I have a problem to solve. I need to create new columns from given key_words
list and sum their occurrence in data frame.
key_words = ['apple', 'animal', 'everyone']
input data frame:
id | description | xx |
---|---|---|
1 | Apple is a healthy fruit. Everyone should eat it. | .. |
2 | Lion is a denagerous animal. | .. |
3 | Everyone likes him. | .. |
what I want to get:
id | description | xx | apple | animal | everyone |
---|---|---|---|---|---|
1 | Apple is a healthy fruit.

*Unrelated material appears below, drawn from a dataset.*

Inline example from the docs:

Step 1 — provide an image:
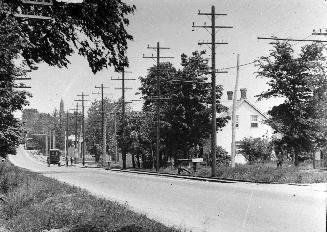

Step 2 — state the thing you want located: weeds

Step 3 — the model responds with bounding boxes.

Everyone should eat it. | .. | 1 | 0 | 1 |
2 | Lion is a dangerous animal. | .. | 0 | 1 | 0 |
3 | Everyone likes him. | .. | 0 | 0 | 1 |
any help much appreciated.
CodePudding user response:
This will work for you
key_words = ['apple', 'animal', 'everyone']
for key in key_words:
df[key] = df['description'].str.lower().str.count(key)
CodePudding user response:
keys = ['apple', 'animal', 'everyone']
df['apple'], df['animal'], df['everyone'] = (
zip(*list([len(re.findall(f'(?i){k}', r)) for k in keys] for r in df['description']))
)